Sempre secondo il manifesto dell’UNESCO, la biblioteca pubblica deve “incoraggiare il dialogo
interculturale e proteggere la diversità culturale” (2013: 288). Bisogna fare in modo che le
minoranze linguistiche siano coinvolte in attività culturali presso le biblioteche, in modo da
sopperire alle difficoltà della vita quotidiana rifugiandosi in una realtà accogliente e familiare. Una
delle iniziative che ho ritenuto interessante è stato quello di inserire una sezione multiculturale
presso la biblioteca di Dergano-Bovisa. Sebbene sia un punto di riferimento per molti studenti del
Politecnico, ho scoperto che parte del bacino d’utenza è proprio quello interessato dall’intervento.
Essendo le periferie di Milano popolate da una significativa percentuale di persone di nazionalità
straniera, ho reputato quest’attenzione al lettore non solo uno sforzo verso una maggiore
integrazione, ma anche un’occasione per tutte le persone che hanno accesso alla biblioteca di
entrare in contatto con materiale in lingua originale. Oltretutto, questa stessa sezione multiculturale
presenta una vasta collezione di testi scritti da autori di origine straniera in lingua italiana. Da
laureata in lingue e culture straniere, questo intervento mi ha suggerito un’idea di intervento
interessante: perché non ideare dei corsi di lingua bilaterali?

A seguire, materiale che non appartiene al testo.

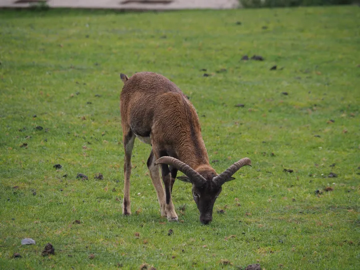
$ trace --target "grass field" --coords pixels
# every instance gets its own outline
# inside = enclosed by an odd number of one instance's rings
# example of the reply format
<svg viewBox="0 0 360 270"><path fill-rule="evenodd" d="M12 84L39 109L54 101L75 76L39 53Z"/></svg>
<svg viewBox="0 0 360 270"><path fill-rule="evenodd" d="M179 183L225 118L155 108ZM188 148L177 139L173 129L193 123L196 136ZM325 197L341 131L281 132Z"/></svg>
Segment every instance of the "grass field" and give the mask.
<svg viewBox="0 0 360 270"><path fill-rule="evenodd" d="M2 269L360 267L358 8L2 10L0 36ZM181 222L160 216L138 140L122 215L119 74L146 70L190 97L218 172L252 160L208 226L180 181Z"/></svg>

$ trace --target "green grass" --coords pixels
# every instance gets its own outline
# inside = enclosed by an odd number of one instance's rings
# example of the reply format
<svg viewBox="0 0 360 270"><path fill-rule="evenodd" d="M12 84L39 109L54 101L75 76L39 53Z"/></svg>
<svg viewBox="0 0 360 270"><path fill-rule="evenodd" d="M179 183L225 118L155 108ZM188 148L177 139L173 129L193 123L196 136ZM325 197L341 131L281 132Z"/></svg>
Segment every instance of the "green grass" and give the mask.
<svg viewBox="0 0 360 270"><path fill-rule="evenodd" d="M0 36L0 268L358 269L358 8L3 10ZM254 54L264 60L240 60ZM183 222L160 217L150 148L138 141L134 214L122 216L119 74L144 70L190 96L218 172L252 161L225 184L209 226L180 181L173 200ZM21 246L26 237L36 244ZM43 257L48 242L56 255Z"/></svg>

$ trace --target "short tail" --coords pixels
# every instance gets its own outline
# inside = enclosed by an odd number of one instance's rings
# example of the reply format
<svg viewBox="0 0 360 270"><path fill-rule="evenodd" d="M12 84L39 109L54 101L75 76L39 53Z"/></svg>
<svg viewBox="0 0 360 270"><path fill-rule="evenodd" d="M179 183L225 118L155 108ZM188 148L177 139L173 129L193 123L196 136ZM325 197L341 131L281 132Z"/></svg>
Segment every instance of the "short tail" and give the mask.
<svg viewBox="0 0 360 270"><path fill-rule="evenodd" d="M124 84L128 80L128 77L123 73L120 74L120 78L122 80Z"/></svg>

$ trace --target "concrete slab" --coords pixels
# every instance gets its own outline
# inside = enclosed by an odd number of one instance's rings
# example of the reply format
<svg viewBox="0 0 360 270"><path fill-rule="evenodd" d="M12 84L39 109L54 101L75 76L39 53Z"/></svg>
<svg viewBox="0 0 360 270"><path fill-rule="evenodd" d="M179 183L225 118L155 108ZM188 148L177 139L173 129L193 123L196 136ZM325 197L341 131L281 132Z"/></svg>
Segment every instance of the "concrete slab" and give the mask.
<svg viewBox="0 0 360 270"><path fill-rule="evenodd" d="M0 0L0 8L28 8L37 0ZM168 10L236 8L238 0L48 0L50 8Z"/></svg>

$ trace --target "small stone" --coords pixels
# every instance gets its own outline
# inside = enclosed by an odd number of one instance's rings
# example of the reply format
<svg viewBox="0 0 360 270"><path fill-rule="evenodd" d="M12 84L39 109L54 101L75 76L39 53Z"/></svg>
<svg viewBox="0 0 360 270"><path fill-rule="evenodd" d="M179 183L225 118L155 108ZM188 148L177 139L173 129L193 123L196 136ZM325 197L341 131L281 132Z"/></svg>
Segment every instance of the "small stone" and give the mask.
<svg viewBox="0 0 360 270"><path fill-rule="evenodd" d="M22 244L35 244L35 240L31 238L24 238L21 242Z"/></svg>
<svg viewBox="0 0 360 270"><path fill-rule="evenodd" d="M77 179L81 179L82 180L88 180L88 178L85 174L78 174L76 176Z"/></svg>
<svg viewBox="0 0 360 270"><path fill-rule="evenodd" d="M259 264L254 264L248 266L245 270L261 270L261 268Z"/></svg>
<svg viewBox="0 0 360 270"><path fill-rule="evenodd" d="M20 255L20 253L18 253L16 252L16 253L14 253L14 254L12 255L12 258L21 258L22 256Z"/></svg>
<svg viewBox="0 0 360 270"><path fill-rule="evenodd" d="M254 55L252 56L252 60L256 60L257 61L263 61L264 60L264 58L262 56L256 56Z"/></svg>
<svg viewBox="0 0 360 270"><path fill-rule="evenodd" d="M52 245L50 243L48 243L44 248L44 250L42 252L42 256L46 256L52 254L52 255L55 254L55 248L54 248Z"/></svg>
<svg viewBox="0 0 360 270"><path fill-rule="evenodd" d="M276 70L277 67L278 67L278 66L276 65L273 66L272 66L271 67L271 68L270 68L270 70Z"/></svg>
<svg viewBox="0 0 360 270"><path fill-rule="evenodd" d="M104 176L102 174L96 174L94 176L94 179L98 179L99 180L102 180L104 179Z"/></svg>

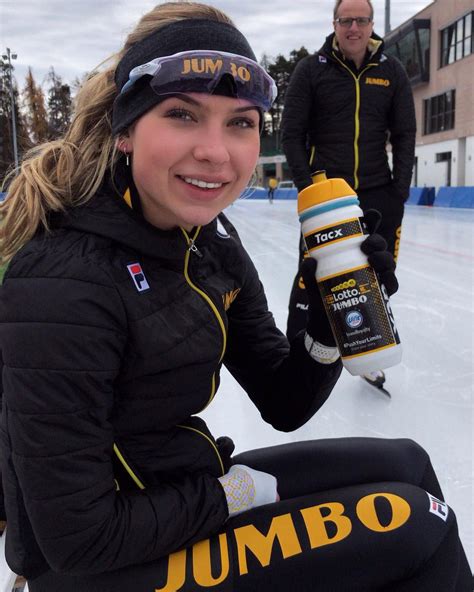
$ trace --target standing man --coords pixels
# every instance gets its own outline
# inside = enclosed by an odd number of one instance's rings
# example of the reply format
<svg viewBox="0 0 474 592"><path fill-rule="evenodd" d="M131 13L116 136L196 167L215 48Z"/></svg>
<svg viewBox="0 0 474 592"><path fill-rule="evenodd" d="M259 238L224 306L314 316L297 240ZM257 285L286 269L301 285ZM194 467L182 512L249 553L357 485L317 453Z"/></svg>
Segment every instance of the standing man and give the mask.
<svg viewBox="0 0 474 592"><path fill-rule="evenodd" d="M298 191L312 183L312 172L324 169L328 178L349 183L364 211L378 210L382 220L377 232L396 258L414 164L415 108L405 70L383 53L373 16L370 0L336 1L334 32L318 52L297 64L291 77L283 149ZM304 251L300 240L300 263ZM290 339L306 326L306 310L298 272L289 304ZM364 378L377 387L385 382L381 370Z"/></svg>
<svg viewBox="0 0 474 592"><path fill-rule="evenodd" d="M278 181L275 177L270 177L268 180L268 201L273 203L273 197L275 195L275 189L278 187Z"/></svg>

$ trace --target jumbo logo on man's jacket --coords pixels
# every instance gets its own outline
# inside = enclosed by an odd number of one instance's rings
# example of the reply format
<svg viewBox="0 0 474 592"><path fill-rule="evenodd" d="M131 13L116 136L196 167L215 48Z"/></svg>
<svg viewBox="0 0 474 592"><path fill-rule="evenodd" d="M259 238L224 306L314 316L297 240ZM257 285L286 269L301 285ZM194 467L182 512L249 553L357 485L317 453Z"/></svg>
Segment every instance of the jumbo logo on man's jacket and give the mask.
<svg viewBox="0 0 474 592"><path fill-rule="evenodd" d="M377 498L383 498L391 507L392 517L389 524L382 524L377 514L375 504ZM300 510L311 549L339 543L351 534L352 522L345 511L344 505L340 502L327 502ZM403 526L410 517L411 508L402 497L381 492L362 497L356 504L355 513L365 528L376 533L385 533ZM328 523L331 524L331 535L326 526ZM225 582L230 574L228 536L232 535L237 548L239 574L242 576L249 572L248 551L252 552L262 567L271 565L272 558L275 560L277 557L273 552L276 539L283 559L303 553L293 516L290 513L281 514L273 517L266 535L253 524L235 528L229 534L218 535L220 552L220 574L218 575L212 573L210 539L200 541L192 547L192 561L188 562L188 568L192 564L192 574L189 573L191 569L186 569L186 549L171 554L168 558L166 584L163 588L155 588L155 592L178 592L187 582L191 583L191 579L203 588L212 588ZM278 553L278 558L280 557ZM215 558L212 563L216 565Z"/></svg>

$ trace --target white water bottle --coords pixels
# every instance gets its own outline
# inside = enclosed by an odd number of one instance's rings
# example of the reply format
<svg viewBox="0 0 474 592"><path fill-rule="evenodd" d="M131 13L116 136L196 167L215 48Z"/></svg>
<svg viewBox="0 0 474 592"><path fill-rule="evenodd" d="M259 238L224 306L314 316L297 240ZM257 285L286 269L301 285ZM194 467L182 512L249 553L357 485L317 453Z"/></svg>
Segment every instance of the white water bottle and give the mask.
<svg viewBox="0 0 474 592"><path fill-rule="evenodd" d="M312 178L298 194L298 215L342 363L352 375L395 366L402 346L385 286L360 250L366 236L357 194L324 171Z"/></svg>

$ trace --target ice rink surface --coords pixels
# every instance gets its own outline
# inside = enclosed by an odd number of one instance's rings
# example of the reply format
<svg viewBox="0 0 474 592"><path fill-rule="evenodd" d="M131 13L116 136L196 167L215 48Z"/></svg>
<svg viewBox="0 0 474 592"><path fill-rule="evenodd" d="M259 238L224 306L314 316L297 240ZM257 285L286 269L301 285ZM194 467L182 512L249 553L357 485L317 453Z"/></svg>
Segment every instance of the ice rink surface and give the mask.
<svg viewBox="0 0 474 592"><path fill-rule="evenodd" d="M239 200L226 210L265 286L283 331L297 269L296 201ZM411 438L430 454L474 568L474 210L406 208L391 304L403 360L387 370L392 399L343 371L329 400L299 430L265 424L223 371L201 415L214 435L231 436L236 452L299 440L366 436Z"/></svg>

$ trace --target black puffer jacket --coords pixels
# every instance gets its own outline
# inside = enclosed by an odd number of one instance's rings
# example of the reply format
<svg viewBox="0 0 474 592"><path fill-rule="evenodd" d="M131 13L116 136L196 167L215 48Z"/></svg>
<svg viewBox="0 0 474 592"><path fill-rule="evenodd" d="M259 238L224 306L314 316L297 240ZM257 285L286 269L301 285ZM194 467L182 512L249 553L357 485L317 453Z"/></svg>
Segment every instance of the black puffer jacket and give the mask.
<svg viewBox="0 0 474 592"><path fill-rule="evenodd" d="M353 189L387 185L409 194L416 119L410 83L400 62L383 53L375 34L359 70L330 35L319 52L303 58L285 95L283 147L299 190L311 173L326 170ZM393 174L386 153L393 149Z"/></svg>
<svg viewBox="0 0 474 592"><path fill-rule="evenodd" d="M154 560L227 518L229 458L199 413L222 363L280 430L340 363L276 328L225 218L159 231L109 189L39 235L0 289L7 557L34 577Z"/></svg>

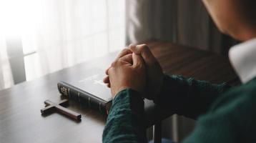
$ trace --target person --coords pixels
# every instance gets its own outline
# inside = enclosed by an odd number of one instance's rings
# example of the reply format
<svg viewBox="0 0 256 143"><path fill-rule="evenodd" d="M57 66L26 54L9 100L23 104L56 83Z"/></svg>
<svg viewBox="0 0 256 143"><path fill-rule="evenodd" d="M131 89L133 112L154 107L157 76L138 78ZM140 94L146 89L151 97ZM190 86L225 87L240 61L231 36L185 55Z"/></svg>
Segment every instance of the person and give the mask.
<svg viewBox="0 0 256 143"><path fill-rule="evenodd" d="M219 29L243 41L229 51L242 84L167 76L146 44L124 49L106 70L114 98L103 142L147 142L143 97L197 120L184 143L256 142L256 1L203 0Z"/></svg>

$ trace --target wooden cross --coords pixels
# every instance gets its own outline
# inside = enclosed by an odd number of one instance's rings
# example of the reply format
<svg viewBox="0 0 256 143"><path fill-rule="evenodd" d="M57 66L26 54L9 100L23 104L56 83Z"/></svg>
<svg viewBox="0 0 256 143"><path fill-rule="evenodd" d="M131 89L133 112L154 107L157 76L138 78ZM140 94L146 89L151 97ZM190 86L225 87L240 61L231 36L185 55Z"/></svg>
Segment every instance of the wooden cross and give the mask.
<svg viewBox="0 0 256 143"><path fill-rule="evenodd" d="M59 103L54 103L49 100L44 101L45 108L41 109L41 113L42 114L47 114L49 112L52 112L53 110L57 110L58 112L65 114L74 119L77 121L81 120L81 114L78 114L75 112L73 112L69 109L63 107L63 106L66 106L69 104L69 101L67 99L61 100Z"/></svg>

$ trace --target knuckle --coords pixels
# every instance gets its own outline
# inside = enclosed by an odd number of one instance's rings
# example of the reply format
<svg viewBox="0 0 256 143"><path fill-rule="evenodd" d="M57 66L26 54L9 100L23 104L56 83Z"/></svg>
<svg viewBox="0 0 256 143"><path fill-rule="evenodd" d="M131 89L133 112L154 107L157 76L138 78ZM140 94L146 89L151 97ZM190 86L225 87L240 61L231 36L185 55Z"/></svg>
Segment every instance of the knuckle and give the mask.
<svg viewBox="0 0 256 143"><path fill-rule="evenodd" d="M129 51L129 49L127 49L127 48L124 48L123 49L122 51L121 51L121 53L126 53Z"/></svg>
<svg viewBox="0 0 256 143"><path fill-rule="evenodd" d="M141 50L142 51L147 51L149 49L149 46L145 44L142 44L142 46L141 46Z"/></svg>
<svg viewBox="0 0 256 143"><path fill-rule="evenodd" d="M118 59L119 60L119 59ZM111 64L111 67L109 69L109 71L112 69L112 67L115 66L117 64L117 61L114 61Z"/></svg>

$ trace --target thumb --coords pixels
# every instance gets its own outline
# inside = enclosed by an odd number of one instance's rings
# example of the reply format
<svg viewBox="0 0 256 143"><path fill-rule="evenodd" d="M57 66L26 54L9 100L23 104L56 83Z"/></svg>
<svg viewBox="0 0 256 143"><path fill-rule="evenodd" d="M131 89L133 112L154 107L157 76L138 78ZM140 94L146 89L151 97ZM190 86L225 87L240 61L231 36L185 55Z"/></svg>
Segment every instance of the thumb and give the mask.
<svg viewBox="0 0 256 143"><path fill-rule="evenodd" d="M143 59L141 56L136 54L135 53L132 53L132 61L133 61L133 66L137 66L143 65Z"/></svg>
<svg viewBox="0 0 256 143"><path fill-rule="evenodd" d="M150 65L157 60L148 46L146 44L130 45L129 49L136 54L140 55L146 63L146 65Z"/></svg>

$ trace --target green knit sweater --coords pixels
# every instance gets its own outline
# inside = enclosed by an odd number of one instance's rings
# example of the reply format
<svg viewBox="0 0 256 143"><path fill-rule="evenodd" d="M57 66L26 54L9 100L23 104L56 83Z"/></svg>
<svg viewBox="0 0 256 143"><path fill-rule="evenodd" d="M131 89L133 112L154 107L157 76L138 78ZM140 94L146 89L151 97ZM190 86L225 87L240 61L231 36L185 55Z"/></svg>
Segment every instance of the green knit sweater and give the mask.
<svg viewBox="0 0 256 143"><path fill-rule="evenodd" d="M256 142L256 79L233 88L175 75L166 76L164 83L154 102L166 112L197 119L182 142ZM139 94L121 91L113 101L103 142L147 142L144 121Z"/></svg>

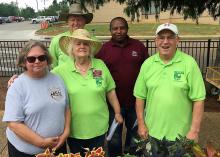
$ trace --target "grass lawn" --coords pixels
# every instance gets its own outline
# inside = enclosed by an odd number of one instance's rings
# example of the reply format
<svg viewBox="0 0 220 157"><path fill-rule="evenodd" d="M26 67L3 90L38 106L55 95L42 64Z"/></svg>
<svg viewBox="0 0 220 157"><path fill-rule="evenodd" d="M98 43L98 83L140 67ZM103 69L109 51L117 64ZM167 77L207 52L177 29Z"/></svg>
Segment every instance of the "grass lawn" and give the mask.
<svg viewBox="0 0 220 157"><path fill-rule="evenodd" d="M129 35L131 36L154 36L155 30L159 24L147 24L147 23L135 23L129 24ZM179 28L180 35L220 35L219 25L208 25L208 24L188 24L178 23L176 24ZM38 30L37 34L41 35L56 35L66 31L68 28L66 25L56 26L53 25L45 30ZM87 24L86 29L91 31L95 30L96 36L108 36L109 24Z"/></svg>

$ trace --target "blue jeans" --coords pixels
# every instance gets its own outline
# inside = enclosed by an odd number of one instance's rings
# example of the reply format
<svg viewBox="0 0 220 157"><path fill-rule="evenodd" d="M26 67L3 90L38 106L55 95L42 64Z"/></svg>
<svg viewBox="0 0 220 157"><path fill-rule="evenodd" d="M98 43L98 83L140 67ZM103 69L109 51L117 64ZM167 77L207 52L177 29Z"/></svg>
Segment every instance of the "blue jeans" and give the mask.
<svg viewBox="0 0 220 157"><path fill-rule="evenodd" d="M121 107L121 114L124 119L125 126L127 128L126 139L125 139L125 152L130 153L131 139L136 134L137 129L133 128L134 123L137 119L135 107ZM109 125L115 118L114 110L109 106ZM108 154L109 157L122 156L122 129L123 125L120 125L115 130L112 139L108 142ZM130 153L131 154L131 153Z"/></svg>

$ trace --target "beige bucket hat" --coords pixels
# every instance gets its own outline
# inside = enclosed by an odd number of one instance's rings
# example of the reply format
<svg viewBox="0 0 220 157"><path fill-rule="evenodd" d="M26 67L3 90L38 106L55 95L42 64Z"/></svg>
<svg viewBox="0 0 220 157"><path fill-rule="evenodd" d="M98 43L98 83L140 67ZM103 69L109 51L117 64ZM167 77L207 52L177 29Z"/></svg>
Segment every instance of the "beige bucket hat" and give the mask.
<svg viewBox="0 0 220 157"><path fill-rule="evenodd" d="M93 56L95 56L99 52L102 46L102 42L98 40L95 36L91 36L91 34L86 29L77 29L73 31L70 35L62 36L59 40L60 49L65 54L69 55L69 44L72 44L72 41L74 39L88 41L91 44L91 53Z"/></svg>
<svg viewBox="0 0 220 157"><path fill-rule="evenodd" d="M67 20L69 16L75 15L75 16L83 16L86 19L86 24L90 23L93 19L93 14L84 12L82 10L82 7L79 3L73 3L70 5L69 13L68 14L61 14L60 20Z"/></svg>

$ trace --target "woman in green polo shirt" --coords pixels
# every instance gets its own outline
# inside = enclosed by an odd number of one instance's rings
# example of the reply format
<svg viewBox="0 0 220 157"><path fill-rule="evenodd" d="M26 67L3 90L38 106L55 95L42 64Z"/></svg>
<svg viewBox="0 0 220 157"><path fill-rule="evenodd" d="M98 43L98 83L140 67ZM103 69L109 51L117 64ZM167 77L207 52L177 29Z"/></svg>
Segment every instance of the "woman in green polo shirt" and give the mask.
<svg viewBox="0 0 220 157"><path fill-rule="evenodd" d="M109 111L106 97L120 124L123 119L115 93L115 82L103 61L95 59L100 41L85 29L77 29L59 41L60 48L72 60L56 67L53 72L61 76L68 90L71 108L71 131L67 142L72 153L104 146L108 130Z"/></svg>

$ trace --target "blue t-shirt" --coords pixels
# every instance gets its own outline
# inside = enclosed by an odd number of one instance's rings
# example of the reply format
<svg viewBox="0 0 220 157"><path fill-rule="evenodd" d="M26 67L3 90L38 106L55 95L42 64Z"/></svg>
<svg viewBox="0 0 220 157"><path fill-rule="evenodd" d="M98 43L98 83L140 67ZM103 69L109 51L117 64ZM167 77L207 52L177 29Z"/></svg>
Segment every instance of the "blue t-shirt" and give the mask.
<svg viewBox="0 0 220 157"><path fill-rule="evenodd" d="M54 137L63 133L68 97L63 81L48 72L43 78L31 78L21 74L8 89L5 102L5 122L23 122L42 137ZM44 150L18 137L7 128L10 143L26 154L38 154Z"/></svg>

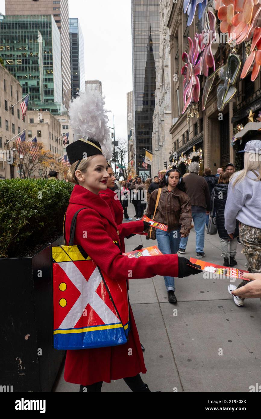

Per promuovere una maggiore
integrazione, sarebbe interessante organizzare dei corsi di lingua e dei gruppi di lettura italiani per i
parlanti di una lingua straniera (cinese, arabo e così via), ma allo stesso tempo coinvolgere gli
italiani madrelingua interessati a imparare o ad esercitarsi in una di queste lingue per indirizzare
entrambe le parti verso un obbiettivo comune: acquisire e rinforzare una nuova competenza.
L’attenzione non è rivolta solo ai cittadini stranieri impossibilitati dalla carenza di risorse e mezzi a
provvedere a tale processo di alfabetizzazione autonomamente, ma anche ai cittadini italiani
interessati all’integrazione o più specificamente all’apprendimento di una seconda o terza lingua.
Esistono indubbiamente istituti pubblici e privati che permettono di acquisire le medesime
competenze, ma è fondamentale che esista a livello locale la possibilità di mantenere in esercizio le
nozioni apprese in altra sede.
La conoscenza non può che essere “un bene necessario attraverso il quale tenere insieme le
aspirazioni individuali e gli interessi collettivi, e uno degli strumenti principali per coniugare il
desiderio di autopromozione alla volontà di uscire tutti insieme dalla crisi” (Faggiolani 2013:16).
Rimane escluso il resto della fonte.